Sure I guess I was confused when calcualting torque. The equation seems to require an angle relative to the axis of rotation, of course. However isn't the mass parelell to the axis of rotation, theta = 180/0?
Torque=l*F*sin(theta).

 

[jbriggs444]

Sure I guess I was confused when calcualting torque. The equation seems to require an angle relative to the axis of rotation, of course. However isn't the mass parelell to the axis of rotation, theta = 180/0?
Torque=l*F*sin(theta).

Ummm, how are you measuring theta. It is the angle between what and what?

Angles are normally measured between two [directed] lines that intersect in a point. So what two lines are being considered here?

 

[Tone L]

Ummm, how are you measuring theta. It is the angle between what and what?

Angles are normally measured between two [directed] lines that intersect in a point. So what two lines are being considered here?

The fixed point and mass, which i assumed to be a point mass.

 

[jbriggs444]

The fixed point and mass, which i assumed to be a point mass.

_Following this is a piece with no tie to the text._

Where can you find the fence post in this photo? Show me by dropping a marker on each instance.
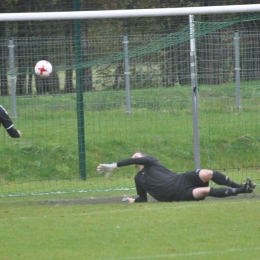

Those are two points. Angles are measured between lines, not points. Torque, in particular is determined based on the angle made between two lines:

From the reference point to the point where a force is applied.
From the point where the force is applied in the direction of the force.
The sine of this angle is relevant.

 

[Tone L]

Those are two points. Angles are measured between lines, not points. Torque, in particular is determined based on the angle made between two lines:

From the reference point to the point where a force is applied.
From the point where the force is applied in the direction of the force.
The sine of this angle is relevant.

Hm.. So one line would be the structure/post and the other line would be the beam/rod, making a perpendicular angle?

 

[jbriggs444]

Hm.. So one line would be the structure/post and the other line would be the beam/rod, making a perpendicular angle?

No.

Where are you placing the reference axis about which we are computing torque? I would recommend placing it at the right hand edge of the post where the beam rests.

 

[russ_watters]

@Tone L Hint: the two relevant lines are drawn correctly in your diagram!

 

[Tone L]

No.

Where are you placing the reference axis about which we are computing torque? I would recommend placing it at the right hand edge of the post where the beam rests.

Yes that it is where I located it, thanks for the help.